His 20 year old, multi-functional Moog tuner has died, doesn't really need it, but just in case still has his late 70's plastic pitch pipe. Remembers watching his daughter as a child, tuning fork behind her ear, tuning up her cello. Then listening -  Gomez, playing Airstream Driver, acoustic on 101.9 Kink fm live studio ...

Reads  this, found stuck in an old English 101 notebook,  from when J.L. Burke was his teacher:

I heard him ask you "Who can count the apples in a seed?"

But you never understood  that the joke was on us both.

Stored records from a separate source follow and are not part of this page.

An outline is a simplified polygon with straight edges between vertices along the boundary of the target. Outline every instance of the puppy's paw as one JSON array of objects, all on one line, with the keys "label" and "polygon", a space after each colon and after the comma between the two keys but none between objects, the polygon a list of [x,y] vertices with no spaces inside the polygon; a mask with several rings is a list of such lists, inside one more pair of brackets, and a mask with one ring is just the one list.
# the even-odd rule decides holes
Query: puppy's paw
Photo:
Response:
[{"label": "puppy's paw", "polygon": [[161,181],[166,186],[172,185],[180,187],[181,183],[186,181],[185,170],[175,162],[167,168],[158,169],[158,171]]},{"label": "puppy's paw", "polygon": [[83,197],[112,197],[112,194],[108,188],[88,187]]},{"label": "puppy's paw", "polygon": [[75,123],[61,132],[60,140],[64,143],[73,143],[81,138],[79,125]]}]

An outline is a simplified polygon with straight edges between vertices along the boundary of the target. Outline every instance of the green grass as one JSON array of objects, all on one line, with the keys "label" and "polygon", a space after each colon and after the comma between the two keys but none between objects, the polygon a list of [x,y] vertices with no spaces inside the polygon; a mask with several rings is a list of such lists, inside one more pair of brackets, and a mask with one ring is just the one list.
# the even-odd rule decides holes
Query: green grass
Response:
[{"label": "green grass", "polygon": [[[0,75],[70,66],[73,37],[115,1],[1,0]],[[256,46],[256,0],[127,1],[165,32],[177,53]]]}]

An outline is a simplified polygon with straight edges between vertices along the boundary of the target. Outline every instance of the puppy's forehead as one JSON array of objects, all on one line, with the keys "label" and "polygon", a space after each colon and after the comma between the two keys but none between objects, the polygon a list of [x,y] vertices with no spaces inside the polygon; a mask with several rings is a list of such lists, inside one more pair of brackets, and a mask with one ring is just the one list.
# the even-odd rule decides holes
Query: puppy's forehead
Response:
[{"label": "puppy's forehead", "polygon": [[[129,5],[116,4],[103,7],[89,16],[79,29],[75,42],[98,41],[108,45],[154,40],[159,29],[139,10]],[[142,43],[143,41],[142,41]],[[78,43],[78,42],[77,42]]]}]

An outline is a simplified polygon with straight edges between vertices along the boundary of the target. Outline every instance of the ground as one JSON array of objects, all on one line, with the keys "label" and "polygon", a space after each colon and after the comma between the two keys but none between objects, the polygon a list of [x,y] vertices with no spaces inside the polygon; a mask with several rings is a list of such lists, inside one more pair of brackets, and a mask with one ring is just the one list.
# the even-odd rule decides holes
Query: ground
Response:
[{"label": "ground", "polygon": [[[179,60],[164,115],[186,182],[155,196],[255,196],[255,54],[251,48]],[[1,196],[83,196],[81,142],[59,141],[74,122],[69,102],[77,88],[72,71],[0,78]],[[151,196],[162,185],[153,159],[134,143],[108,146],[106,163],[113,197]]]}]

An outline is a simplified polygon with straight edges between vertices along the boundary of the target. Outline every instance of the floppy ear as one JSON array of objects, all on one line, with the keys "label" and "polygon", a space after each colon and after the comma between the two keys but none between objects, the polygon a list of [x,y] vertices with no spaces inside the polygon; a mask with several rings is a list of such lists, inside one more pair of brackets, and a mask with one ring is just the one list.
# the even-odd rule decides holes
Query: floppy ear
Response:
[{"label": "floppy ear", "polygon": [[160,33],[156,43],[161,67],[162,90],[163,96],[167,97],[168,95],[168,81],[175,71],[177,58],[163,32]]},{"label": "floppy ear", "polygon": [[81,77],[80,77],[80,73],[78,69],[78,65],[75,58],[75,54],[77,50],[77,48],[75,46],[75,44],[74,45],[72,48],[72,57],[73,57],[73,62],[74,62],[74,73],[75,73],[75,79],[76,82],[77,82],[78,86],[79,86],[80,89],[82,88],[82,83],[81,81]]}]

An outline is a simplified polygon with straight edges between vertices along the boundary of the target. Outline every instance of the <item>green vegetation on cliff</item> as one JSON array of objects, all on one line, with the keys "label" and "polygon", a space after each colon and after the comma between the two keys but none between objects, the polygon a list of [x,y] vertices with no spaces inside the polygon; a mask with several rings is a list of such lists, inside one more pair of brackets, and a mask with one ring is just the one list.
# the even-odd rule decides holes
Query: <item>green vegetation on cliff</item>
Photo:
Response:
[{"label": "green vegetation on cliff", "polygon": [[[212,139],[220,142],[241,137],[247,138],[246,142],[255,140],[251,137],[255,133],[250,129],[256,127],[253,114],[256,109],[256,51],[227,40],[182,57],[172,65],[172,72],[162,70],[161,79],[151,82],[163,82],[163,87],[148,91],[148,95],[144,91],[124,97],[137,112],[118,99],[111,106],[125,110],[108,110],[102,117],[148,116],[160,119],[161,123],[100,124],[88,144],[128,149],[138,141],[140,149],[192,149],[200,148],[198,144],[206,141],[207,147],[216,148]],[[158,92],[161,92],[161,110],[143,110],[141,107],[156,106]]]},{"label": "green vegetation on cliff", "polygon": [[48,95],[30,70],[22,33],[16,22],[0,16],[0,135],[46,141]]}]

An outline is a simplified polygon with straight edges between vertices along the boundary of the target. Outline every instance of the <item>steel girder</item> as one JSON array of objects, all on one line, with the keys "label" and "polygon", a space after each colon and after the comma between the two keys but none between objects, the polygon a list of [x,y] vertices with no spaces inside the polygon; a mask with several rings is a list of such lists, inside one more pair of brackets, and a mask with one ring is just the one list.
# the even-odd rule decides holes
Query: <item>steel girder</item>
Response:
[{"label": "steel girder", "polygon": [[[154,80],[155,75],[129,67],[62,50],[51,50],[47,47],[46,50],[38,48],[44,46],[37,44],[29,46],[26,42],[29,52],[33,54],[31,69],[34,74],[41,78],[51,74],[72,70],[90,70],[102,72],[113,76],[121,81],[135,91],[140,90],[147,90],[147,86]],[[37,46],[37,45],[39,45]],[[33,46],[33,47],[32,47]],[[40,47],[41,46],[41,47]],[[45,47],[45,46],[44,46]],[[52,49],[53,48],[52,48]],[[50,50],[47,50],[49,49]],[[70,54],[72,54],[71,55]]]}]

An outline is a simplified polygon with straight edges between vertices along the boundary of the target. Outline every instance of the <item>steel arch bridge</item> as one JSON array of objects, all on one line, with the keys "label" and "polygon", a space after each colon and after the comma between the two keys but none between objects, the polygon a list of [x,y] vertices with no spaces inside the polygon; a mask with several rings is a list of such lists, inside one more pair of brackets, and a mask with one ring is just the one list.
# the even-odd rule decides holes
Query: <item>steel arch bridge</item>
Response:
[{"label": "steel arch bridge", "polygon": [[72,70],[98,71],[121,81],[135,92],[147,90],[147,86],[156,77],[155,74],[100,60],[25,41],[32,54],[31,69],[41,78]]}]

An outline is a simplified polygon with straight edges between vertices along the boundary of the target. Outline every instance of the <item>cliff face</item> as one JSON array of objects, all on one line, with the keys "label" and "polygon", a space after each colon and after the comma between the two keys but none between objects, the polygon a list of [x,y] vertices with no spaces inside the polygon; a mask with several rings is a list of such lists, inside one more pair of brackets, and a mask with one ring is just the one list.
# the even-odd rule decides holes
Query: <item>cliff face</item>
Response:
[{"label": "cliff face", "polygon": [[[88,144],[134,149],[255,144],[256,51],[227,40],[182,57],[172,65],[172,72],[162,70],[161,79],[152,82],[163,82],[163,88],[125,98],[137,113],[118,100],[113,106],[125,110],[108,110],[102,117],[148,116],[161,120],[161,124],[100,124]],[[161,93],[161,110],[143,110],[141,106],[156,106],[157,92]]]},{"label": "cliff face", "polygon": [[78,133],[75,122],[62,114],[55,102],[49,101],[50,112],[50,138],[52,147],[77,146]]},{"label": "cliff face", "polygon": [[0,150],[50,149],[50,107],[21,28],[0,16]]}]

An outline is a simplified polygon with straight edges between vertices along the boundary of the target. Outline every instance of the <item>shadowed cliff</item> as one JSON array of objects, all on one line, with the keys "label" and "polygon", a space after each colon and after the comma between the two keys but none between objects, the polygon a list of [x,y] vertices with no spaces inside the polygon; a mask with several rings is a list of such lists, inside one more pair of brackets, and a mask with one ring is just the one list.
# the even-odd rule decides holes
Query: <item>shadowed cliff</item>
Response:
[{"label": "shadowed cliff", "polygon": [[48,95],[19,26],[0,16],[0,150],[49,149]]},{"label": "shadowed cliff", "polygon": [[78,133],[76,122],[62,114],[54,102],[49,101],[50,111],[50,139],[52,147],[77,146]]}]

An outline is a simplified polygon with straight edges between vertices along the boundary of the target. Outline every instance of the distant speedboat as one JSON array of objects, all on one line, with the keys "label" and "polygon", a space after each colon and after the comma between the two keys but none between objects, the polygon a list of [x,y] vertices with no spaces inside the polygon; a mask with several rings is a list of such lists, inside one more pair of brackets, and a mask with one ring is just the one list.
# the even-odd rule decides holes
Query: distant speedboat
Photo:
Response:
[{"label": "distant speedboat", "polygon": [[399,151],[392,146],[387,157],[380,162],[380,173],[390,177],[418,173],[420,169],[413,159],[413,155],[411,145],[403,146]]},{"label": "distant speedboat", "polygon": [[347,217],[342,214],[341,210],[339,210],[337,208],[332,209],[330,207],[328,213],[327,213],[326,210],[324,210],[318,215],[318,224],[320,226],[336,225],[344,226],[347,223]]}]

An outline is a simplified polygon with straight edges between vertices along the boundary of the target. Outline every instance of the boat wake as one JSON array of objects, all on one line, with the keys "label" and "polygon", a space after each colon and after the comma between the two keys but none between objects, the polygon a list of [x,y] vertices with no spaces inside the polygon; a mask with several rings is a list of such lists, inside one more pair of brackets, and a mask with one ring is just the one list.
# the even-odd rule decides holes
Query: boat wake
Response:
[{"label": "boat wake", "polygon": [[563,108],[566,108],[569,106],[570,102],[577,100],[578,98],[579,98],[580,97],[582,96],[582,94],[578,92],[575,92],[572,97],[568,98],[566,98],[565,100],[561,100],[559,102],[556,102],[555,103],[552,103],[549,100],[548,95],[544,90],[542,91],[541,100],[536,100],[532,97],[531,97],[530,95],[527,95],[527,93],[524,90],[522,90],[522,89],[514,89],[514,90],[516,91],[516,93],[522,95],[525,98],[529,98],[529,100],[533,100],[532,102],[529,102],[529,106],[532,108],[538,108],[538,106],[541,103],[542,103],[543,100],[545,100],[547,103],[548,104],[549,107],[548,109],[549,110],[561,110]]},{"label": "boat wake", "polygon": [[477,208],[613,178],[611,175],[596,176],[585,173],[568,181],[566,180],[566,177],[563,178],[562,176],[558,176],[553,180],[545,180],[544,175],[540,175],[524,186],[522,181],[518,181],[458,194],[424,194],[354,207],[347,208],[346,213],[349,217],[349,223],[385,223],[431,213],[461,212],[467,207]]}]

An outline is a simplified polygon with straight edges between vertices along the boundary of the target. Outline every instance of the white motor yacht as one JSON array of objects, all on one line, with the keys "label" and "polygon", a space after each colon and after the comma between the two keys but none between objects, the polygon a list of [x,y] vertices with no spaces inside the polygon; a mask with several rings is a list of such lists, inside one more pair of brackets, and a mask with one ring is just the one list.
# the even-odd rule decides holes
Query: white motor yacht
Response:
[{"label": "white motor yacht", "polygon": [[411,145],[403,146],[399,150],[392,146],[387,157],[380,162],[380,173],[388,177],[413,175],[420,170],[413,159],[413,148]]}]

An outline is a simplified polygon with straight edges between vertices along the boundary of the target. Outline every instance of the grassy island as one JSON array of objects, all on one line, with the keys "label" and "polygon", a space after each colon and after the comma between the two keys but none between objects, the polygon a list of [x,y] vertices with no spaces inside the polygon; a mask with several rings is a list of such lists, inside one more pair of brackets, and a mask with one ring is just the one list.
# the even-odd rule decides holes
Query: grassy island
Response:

I'd been playing Three-Mile Island, Ayatollah  Bingo

I'd been playing Toxic Waste Roulette

Glenfiddich, Mopar, Valvoline -

Shakespeare, Thorazine, Rock-N-Roll.


Onward Christian Soldiers - what?

Sitting,  Feeling, on the hill. The wind is in my head

Waiting here for Everyman, Hoping I'll see Jesus.

Hoping I'll see.

Hoping.

Tuesday, January 4, 2011

things I remember

Walking out the back door, across the flagstone patio, down to the creek he saw that it had shrunk back down. The earlier heavy rain had brought the tiny creek from a foot deep to more like ten, roaring at flash flood speed over all in it's path. He watched closely along the bank, scrubbed bare now. There, just there, some oddness, a hole too big for frog or snake.  He dug, and digging down found the shell. A painted turtle or what remained of  one.

Some would find it grisly. To him it was a marvel of design and more. A symbol for his people, some of them, of strength and protection, even though it couldn't protect the inhabitant from the earlier flood.

Turning from the bank he caught the smell, musky and sharp, taste of an old penny on the tongue. He froze in place, knowing that taste, that smell for the only thing it could be. Cotton Mouth. It was the only creature here to be feared, killer venomous, evil tempered and devious.  Picking up his staff he swiveled slowly at the waist, not daring to move his legs yet. It had to be close. After standing there, half crouched for some long minutes, sure it was not directly under foot, he retreated into the creek. If he could smell it, it probably was not in the water.

Wading back upstream towards the house he kept a sharp eye out for any movement, any sign. Finally, coming abreast of the back porch, quickly charging up the bank, glad to be getting out of the snake's territory.  He carried his treasure, the new old turtle shell into the basement to be put with the other half dozen collected over the last couple of years. Some day the inspiration would come, he would know how to paint them, to bring luck, power, or perhaps just the connections with this place and his people he cherished.